Anticipation that banks would move to repay a large chunk of the cheap loans has helped drive up money-market rates in recent weeks, providing support for the euro, strategists said. But the euro’s rise shouldn’t be taken as a sign of strength of the euro-zone economy, they said.

“This isn’t ‘good news’ for the euro-zone economy and it increases the divergence between the euro (trending higher on the back of decreased strains in the financial system and de facto tighter ECB policy) and the underlying economy, which isn’t in good shape,” said Kit Juckes, head of foreign exchange at Société Générale, in a note.

Indeed, billionaire hedge-fund pioneer George Soros on Thursday said the euro was likely to strengthen as the so-called currency wars heat up and other central banks move to keep policy loose relative to the ECB. See: Soros sees soaring interest rates, strong euro.

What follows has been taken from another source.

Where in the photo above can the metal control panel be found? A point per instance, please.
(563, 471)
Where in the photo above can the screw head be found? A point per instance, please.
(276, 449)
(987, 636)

The euro was also buoyed after the Munich-based Ifo Institute reported an unexpectedly strong rise in its closely-followed German business climate index for January. Economists said the rise indicates Europe’s largest economy may have already resumed growth after a widely-suspected fourth-quarter contraction.

The ICE dollar index , which measures the greenback against a basket of six major global currencies, fell to 79.762 from 79.974 late Thursday. It was also down from last Friday’s level of 80.051.

The WSJ dollar index , which measures the U.S. unit against a slightly wider basket, slipped to 71 from 71.04.

The dollar remained lower after the U.S. Commerce Department said sales of new homes fell 7.3% in December, but that sales in 2012 hit their highest level since 2009.

Against the Japanese unit, the dollar changed hands at ¥90.94 versus ¥90.38, hitting levels last seen in June 2010. The yen has fallen sharply since trading below ¥80 versus the dollar in late September.

Japan’s new prime minister, Shinzo Abe, has pressed the Bank of Japan to adopt looser monetary policy and boost its inflation target while also undertaking fresh fiscal measures. The yen’s sharp slide, however, has started to raise the ire of other countries, who fear a sharply weakening yen will undercut them in global markets.

Michael Derks, chief strategist at FxPro in London, said yen bears must remain alert to the potential for volatility.

“It remains critical when trading the yen in the near future not to lose your head. The Japanese currency has already gone a long way, in a very short space of time, albeit for very good reasons,” Derks said in a note. “Trader positioning is quite extreme, risk/reversals are highly elevated, and the international community is starting to revolt.”

The British pound traded at $1.5804, up from $1.5787, while the Australian dollar was at $1.0421 versus $1.0458.